I don't think of myself as being a particularly uncharitable - as in mean spirited or ungenerous - being. But nevertheless I do have huge problems with the notion of 'charity'. It's divisive: it divides those who have the means to give from those who receive. It creates a distance. It creates inequality, and therefore classes. It sets up a situation where I do something for you, not with you or alongside you; in doing so I fail to offer you the chance to be an equal partner in our encounter and therefore I disempower you. And so it encourages and perpetuates paternalism: something which, however well meant, I find intolerable.
To me the concepts of justice and equality, of exchange, and of mutuality and reciprocity are the crucial ones. So, for example, I don't offer a concessionary rate to therapy clients, but because I see money as simply a form of energy, I do offer the opportunity to take sessions on the basis of energy exchange, as in 'I offer you therapy, you offer me gardening or woodwork or produce from your land or whatever skill you have that I can use'. That way, I don't turn into the magnanimous bestower of favour and the power balance between us starts, and stays, equal. (Interestingly, and to my surprise, very few people have ever taken me up on it, although I'm frequently asked for concessions ...).
And then of course there's the particularly French notion of solidarité. Not the same as the much more political (and oft-maligned) use of the word in the UK, la solidarité is not only a much-used word but also an accepted part of day to day community life here. But what is it? Strangely enough one of the best attempts I've found to define it comes from Martine Aubry, the president of the Parti Socialiste, who isn't, it has to be said, one of my favourite politicians, if using those two words together isn't too much of a contradiction in terms. But she writes:
"Solidarity is first and foremost a behaviour that we can all embody in our everyday lives. It's supporting other people when they need it. But then it's also a collective value. So that we can all live better together, and so that each one of us feels comfortable in our society, we need to help each other on a mutual basis. To be in solidarity with someone is to be 'with' that person; to feel their problems and their pain as if they were our own. And solidarity is also doing our best to live better together as a part of our country; to accept the other person as they are, whatever their origin, their neighbourhood, their differences".
Heavens. You could almost believe she's been reading Carl Rogers ...

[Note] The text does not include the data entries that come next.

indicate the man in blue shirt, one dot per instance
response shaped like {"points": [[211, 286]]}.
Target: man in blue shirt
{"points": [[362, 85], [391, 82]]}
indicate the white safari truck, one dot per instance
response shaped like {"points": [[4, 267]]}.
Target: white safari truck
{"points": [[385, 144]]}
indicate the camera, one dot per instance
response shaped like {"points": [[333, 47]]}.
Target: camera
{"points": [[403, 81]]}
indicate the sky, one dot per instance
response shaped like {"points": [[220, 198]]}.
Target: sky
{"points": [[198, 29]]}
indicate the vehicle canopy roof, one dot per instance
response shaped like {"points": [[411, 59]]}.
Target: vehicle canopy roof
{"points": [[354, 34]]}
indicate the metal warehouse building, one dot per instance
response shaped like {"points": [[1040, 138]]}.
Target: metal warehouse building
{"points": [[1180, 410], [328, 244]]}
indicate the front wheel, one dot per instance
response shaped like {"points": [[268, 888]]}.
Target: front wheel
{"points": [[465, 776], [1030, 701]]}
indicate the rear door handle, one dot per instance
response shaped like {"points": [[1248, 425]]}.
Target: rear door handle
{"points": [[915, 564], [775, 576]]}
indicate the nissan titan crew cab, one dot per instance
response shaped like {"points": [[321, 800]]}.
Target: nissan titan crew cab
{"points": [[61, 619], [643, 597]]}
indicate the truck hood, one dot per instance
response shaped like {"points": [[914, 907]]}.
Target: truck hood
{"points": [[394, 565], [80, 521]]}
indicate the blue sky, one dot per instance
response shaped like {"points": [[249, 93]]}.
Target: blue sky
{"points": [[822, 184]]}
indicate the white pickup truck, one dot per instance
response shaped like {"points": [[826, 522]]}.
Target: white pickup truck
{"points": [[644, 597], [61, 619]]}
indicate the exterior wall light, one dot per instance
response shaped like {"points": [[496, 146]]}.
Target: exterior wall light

And so (finally getting to the point ...), now you'll understand why I was truly delighted to encounter the new espace non marchand - non-trade area - at the market in Saint Girons this morning. Basically, the espace non marchand is a higgledy piggledy collection of trestles, stands and simple tarps laid out on the ground, covered with all manner of goods from books to boots to bottles of apple juice, from surplus produce to craftwork to clothes to tools. And people are also there milling around (it's a very convivial spot) offering their services on the same basis. The philosophy here is that you take whatever you need or want when you need or want it, and/or leave whatever you no longer need or want. Need some new working boots? Take them. Fancy a cup of tea? Pour yourself one. But - and here's what makes it radical - no money is involved. At all. Ever. Period. Nor is a tit for tat on the spot exchange required. It all works on the concept of there being sufficient resources for everybody, and it works on responsibility and trust: it's Freecycle (without the begging emails) and freeganism all rolled into one and then some. You don't have to prove your pitiful income or be a - gulp - 'person in need' to be able to benefit, nor is there any monetary value - even in the LETS / SEL* sense - put onto your giving or your taking. It's all very karmic, in the simplest sense of what goes around comes around. All that's expected of you is your willingness to engage in the process, and with the other people involved in the process, as a person.
Charity it ain't. So if this sounds like your thing ... the last Saturday of every month, at St Girons market. See you there.
* LETS: local exchange trading scheme. SEL is the French equivalent, système d'échange local.